We set the marginal prevalence of exposure, P(E=1), to 0.2. We fixed a10, sensitivity in the unexposed group, at 0.85 and a00, 1-specificity in the unexposed group, at 0.1. We then varied sensitivity and 1-specificity in the exposed group, a11 and a01, across a range of values. We repeated the process of simulating the exposure variable E 1000 times for each combination of a11 and a01.

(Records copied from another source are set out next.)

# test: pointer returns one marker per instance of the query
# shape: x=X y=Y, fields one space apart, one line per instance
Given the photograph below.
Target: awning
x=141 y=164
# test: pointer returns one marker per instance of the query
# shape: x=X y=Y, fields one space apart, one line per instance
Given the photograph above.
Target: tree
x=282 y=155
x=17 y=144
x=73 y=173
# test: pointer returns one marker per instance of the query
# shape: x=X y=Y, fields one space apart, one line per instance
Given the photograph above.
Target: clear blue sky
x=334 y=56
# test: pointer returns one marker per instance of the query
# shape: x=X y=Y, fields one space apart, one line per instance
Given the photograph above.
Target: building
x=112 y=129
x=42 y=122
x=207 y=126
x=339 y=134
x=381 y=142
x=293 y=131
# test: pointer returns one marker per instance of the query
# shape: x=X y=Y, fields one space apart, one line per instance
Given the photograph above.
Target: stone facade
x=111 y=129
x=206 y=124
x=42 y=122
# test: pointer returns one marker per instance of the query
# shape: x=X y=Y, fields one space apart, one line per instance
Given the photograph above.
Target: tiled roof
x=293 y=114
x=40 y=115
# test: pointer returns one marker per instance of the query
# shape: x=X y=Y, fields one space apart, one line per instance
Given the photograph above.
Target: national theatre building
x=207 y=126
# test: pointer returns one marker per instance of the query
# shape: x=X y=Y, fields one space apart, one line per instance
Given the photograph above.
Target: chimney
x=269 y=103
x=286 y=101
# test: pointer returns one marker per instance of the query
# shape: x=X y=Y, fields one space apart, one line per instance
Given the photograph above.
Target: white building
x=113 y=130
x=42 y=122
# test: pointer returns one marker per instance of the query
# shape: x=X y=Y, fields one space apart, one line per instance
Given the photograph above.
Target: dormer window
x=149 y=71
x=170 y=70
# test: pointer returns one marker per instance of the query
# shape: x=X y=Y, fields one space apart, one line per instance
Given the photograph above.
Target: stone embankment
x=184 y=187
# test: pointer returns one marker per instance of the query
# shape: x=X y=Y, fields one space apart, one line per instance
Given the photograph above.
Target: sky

The target of inference was the odds ratio for the association between D and E, adjusted for patient risk factors X. However, we assume that in the context of an EHR-based study only information on S is available rather than D and therefore estimate the association between S and E adjusted for X. Although E was simulated independent of X, we adjusted for X in all analyses to mirror common practice in pharmacoepidemiologic studies of adjusting for variables known to be strongly associated with the outcome of interest. In settings where the association of these factors with the exposure of interest is uncertain, they are typically included in regression models to address the possibility of confounding.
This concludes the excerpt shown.